AI Plugin Integration

AI Plugin Integration

This document summarizes three AI-powered document processing tools—MarkItDown, Marker, and Docling—highlighting their common AI features and their integration with Aspose.Cells for Python via .NET through plugins.


1. Common AI Features

1.1 Multi-format Document Parsing and Structured Representation

All three projects support parsing multiple document formats, including PDF, DOCX, PPTX, XLSX, HTML, etc., and converting them into structured formats (Markdown, JSON, or HTML) suitable for AI processing.

  • MarkItDown: Converts documents into Markdown format, easily integrated with LLMs and text analysis pipelines.
  • Marker: Supports Markdown, JSON, and HTML output while preserving tables, formulas, and other content.
  • Docling: Provides a unified DoclingDocument representation, supporting multi-format document parsing and structured export.

1.2 Integration with Generative AI Frameworks

All three tools support integration with generative AI frameworks to enhance document processing capabilities:

  • MarkItDown: Integrates with Azure OpenAI to improve document and image processing.
  • Marker: Supports leveraging large language model (LLM) technology to improve the accuracy of document processing.
  • Docling: Compatible with frameworks like LangChain, LlamaIndex, and Haystack for agentic AI applications.

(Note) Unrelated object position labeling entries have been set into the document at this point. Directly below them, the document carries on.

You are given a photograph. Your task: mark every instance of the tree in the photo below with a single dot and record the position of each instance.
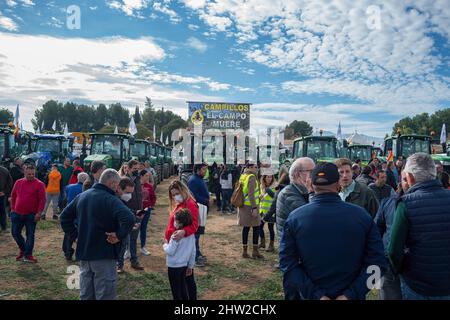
(137, 115)
(6, 116)
(101, 116)
(298, 128)
(118, 115)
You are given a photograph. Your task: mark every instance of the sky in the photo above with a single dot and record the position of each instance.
(366, 64)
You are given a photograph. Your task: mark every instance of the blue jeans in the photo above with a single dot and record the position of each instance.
(226, 199)
(17, 224)
(409, 294)
(2, 213)
(197, 246)
(129, 243)
(144, 224)
(62, 198)
(98, 280)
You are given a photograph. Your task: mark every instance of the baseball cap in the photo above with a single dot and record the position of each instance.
(327, 173)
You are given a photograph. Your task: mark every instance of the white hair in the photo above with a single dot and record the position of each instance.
(82, 177)
(296, 168)
(421, 166)
(108, 175)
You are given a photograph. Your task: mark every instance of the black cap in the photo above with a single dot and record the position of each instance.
(328, 172)
(97, 165)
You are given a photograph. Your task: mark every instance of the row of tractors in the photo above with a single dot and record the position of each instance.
(328, 149)
(113, 149)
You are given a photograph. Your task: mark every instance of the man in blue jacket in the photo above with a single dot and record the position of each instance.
(419, 247)
(199, 190)
(102, 222)
(330, 249)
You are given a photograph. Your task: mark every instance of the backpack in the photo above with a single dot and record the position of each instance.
(237, 198)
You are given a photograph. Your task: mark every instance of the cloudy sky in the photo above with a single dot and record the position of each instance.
(364, 63)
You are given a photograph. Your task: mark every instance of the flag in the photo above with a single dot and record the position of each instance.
(16, 122)
(16, 117)
(66, 131)
(390, 156)
(339, 133)
(443, 134)
(132, 128)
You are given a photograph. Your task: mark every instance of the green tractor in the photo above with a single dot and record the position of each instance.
(168, 167)
(360, 151)
(319, 148)
(13, 146)
(112, 149)
(403, 146)
(47, 149)
(143, 150)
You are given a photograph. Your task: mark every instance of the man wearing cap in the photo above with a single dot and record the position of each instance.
(353, 191)
(330, 248)
(97, 168)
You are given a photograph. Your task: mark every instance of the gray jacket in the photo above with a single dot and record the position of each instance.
(364, 197)
(290, 198)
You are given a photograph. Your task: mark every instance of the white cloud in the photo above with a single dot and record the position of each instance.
(11, 3)
(27, 2)
(164, 8)
(193, 27)
(197, 45)
(34, 69)
(194, 4)
(55, 23)
(130, 7)
(7, 23)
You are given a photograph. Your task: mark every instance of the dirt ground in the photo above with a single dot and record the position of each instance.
(226, 276)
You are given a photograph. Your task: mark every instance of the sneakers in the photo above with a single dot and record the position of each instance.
(137, 266)
(20, 256)
(30, 259)
(145, 252)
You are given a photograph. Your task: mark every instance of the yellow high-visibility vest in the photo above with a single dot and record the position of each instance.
(265, 202)
(244, 180)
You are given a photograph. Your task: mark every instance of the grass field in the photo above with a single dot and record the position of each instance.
(226, 276)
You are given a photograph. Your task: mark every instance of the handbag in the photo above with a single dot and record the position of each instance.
(202, 214)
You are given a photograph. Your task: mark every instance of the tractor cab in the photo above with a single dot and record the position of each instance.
(112, 149)
(360, 151)
(318, 148)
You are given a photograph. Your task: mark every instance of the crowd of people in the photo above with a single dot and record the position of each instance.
(334, 222)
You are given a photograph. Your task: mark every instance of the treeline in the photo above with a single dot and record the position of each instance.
(424, 123)
(297, 129)
(102, 118)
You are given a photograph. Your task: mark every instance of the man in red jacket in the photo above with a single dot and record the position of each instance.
(27, 204)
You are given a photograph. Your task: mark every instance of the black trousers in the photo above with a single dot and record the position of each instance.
(67, 246)
(271, 230)
(245, 232)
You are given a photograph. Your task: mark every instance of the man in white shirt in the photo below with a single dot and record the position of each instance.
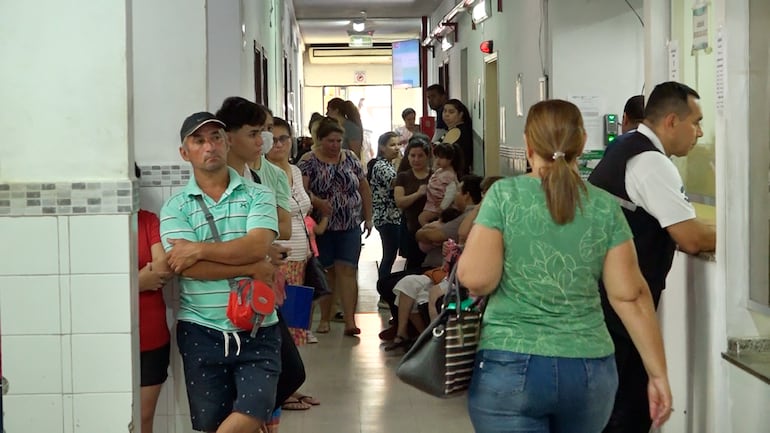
(639, 172)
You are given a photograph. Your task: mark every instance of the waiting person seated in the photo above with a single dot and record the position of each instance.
(408, 285)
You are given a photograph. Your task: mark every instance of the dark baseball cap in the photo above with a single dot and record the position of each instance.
(195, 121)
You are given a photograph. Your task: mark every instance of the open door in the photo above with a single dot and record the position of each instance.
(491, 146)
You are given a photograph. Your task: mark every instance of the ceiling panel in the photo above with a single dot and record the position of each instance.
(328, 21)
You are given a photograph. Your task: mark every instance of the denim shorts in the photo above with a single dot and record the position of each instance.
(515, 392)
(230, 372)
(342, 246)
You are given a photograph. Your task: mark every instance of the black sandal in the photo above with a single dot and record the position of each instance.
(397, 343)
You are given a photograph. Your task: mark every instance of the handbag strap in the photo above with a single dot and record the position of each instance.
(214, 231)
(454, 286)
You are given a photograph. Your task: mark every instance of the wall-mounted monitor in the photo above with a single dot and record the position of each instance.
(406, 63)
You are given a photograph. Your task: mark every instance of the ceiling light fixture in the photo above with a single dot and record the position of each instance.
(359, 25)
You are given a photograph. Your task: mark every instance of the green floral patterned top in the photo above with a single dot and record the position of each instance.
(547, 302)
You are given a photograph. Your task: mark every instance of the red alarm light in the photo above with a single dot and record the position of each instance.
(486, 47)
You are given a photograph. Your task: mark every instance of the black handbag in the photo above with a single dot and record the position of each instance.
(315, 274)
(315, 277)
(440, 362)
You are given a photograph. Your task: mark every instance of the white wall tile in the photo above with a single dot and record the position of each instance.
(29, 305)
(31, 246)
(66, 364)
(99, 244)
(100, 303)
(65, 303)
(103, 413)
(33, 413)
(63, 223)
(151, 198)
(32, 364)
(68, 425)
(101, 363)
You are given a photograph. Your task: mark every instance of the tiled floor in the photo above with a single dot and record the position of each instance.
(356, 383)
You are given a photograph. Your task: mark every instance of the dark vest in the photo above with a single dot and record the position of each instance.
(654, 246)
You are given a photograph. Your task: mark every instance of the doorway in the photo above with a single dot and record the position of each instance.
(375, 107)
(491, 146)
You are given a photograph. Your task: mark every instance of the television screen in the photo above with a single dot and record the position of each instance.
(406, 63)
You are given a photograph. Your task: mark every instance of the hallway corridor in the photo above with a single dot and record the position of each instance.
(356, 383)
(355, 379)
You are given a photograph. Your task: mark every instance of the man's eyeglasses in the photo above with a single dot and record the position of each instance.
(283, 139)
(213, 138)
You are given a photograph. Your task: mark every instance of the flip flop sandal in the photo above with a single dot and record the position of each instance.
(323, 328)
(309, 399)
(295, 404)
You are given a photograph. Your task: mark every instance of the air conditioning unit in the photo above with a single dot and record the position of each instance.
(344, 54)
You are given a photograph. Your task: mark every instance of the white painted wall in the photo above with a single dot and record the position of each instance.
(226, 45)
(714, 296)
(169, 52)
(749, 401)
(343, 74)
(597, 50)
(65, 93)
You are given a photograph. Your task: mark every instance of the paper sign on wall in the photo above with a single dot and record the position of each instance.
(721, 72)
(700, 27)
(673, 60)
(591, 107)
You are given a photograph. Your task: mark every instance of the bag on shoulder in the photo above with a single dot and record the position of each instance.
(440, 362)
(315, 277)
(250, 301)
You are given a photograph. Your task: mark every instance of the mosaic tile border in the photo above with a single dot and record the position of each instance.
(745, 345)
(164, 174)
(68, 198)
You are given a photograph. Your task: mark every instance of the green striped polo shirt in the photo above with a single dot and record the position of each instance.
(241, 208)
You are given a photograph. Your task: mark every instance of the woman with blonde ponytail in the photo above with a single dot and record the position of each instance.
(545, 360)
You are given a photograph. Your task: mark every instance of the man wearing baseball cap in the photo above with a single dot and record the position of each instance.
(231, 377)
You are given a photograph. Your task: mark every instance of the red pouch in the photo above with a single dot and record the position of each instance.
(250, 301)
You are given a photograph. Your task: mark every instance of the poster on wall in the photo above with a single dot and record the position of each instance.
(591, 107)
(721, 64)
(673, 60)
(700, 27)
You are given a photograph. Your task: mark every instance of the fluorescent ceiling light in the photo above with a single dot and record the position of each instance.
(446, 44)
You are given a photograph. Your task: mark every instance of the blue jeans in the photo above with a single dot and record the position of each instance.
(389, 235)
(516, 392)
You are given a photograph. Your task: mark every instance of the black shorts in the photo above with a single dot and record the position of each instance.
(154, 365)
(225, 374)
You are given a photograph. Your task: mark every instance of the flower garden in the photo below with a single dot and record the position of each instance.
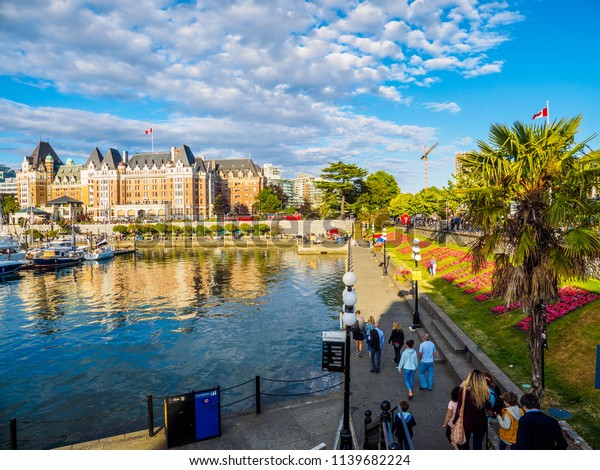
(454, 267)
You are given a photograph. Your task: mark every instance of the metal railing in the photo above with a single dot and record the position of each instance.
(137, 413)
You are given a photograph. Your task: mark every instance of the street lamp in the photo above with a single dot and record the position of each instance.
(416, 255)
(349, 319)
(384, 253)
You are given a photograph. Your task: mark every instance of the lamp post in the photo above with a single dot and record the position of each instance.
(417, 257)
(349, 319)
(384, 252)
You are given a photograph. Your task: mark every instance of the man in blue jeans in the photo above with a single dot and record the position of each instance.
(427, 354)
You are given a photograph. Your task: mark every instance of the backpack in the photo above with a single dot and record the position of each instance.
(497, 402)
(374, 340)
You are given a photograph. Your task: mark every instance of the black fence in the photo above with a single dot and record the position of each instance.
(17, 433)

2. Aspose.Cells for Python via .NET Plugin Integration

To combine Excel data with these AI document processing tools, we developed dedicated plugins for each tool:

Plugin Repository Functionality
MarkItDown Plugin markitdown-aspose-cells-plugin Converts Excel files to Markdown format.
Marker Plugin marker plugin Converts Excel files into Marker-supported formats(Markdown, JSON, or HTML), leveraging Marker’s LLM mode for improved table.
Docling Plugin docling plugin Converts Excel files into DoclingDocument objects, then exports Markdown, JSON, or HTML for multi-modal analysis.

2.1 Plugin Advantages

  1. Fast Excel Conversion: Quickly converts Excel content into Markdown, JSON, or HTML for AI processing.
  2. Preserve Table and Format Information: Basically preserve the original table data to ensure data integrity.
  3. Compatible with AI Tools: Can be directly used as input for MarkItDown, Marker, or Docling, leveraging advanced parsing features.
  4. Easy Installation: Only requires additional installation Aspose.Cells for Python via .NET(aspsoe-cells-python) and following the README instructions in the plugin directories.

3. Installation and Usage

3.1 MarkItDown Plugin

Install the plugin from the current directory:

pip install -e .

Verify installation:

markitdown --list-plugins

Convert an XLSX file using the plugin:

markitdown --use-plugins test.xlsx

3.2 Marker Plugin

You’ll need python 3.10+ and PyTorch.

pip install marker-pdf

For non-PDF documents, install full dependencies:

pip install marker-pdf[full]

Convert a single file:

marker_single /path/to/test.xlsx
marker_single /path/to/test.xlsx --output_format html

3.3 Docling Plugin

Install Docling:

pip install -e .

Convert Excel files to different formats:

docling /path/test.xlsx --to html
docling /path/test.xlsx --to md
docling /path/test.xlsx --to json

More detailed installation instructions are available in the docs.

3.4 Set Aspose License

Before using Aspose.Cells in any plugin, set the license:

Windows (PowerShell):

$env:ASPOSE_LICENSE_PATH = "C:\path\to\license"

Windows (CMD):

set ASPOSE_LICENSE_PATH=C:\path\to\license

Unix-based systems:

export ASPOSE_LICENSE_PATH="/path/to/license"

4. Summary

AI Features:

The three tools share common advantages in AI document parsing, structured output, multi-modal support, and integration with generative AI frameworks.

Aspose.Cells Plugins:

Enable seamless conversion of Excel data into Markdown, JSON, or HTML, preserving tables, formulas and integrate directly with MarkItDown, Marker, or Docling.

Use Cases:

Ideal for intelligent document processing, knowledge base construction, RAG systems, report parsing, academic document conversion, and other AI-driven workflows.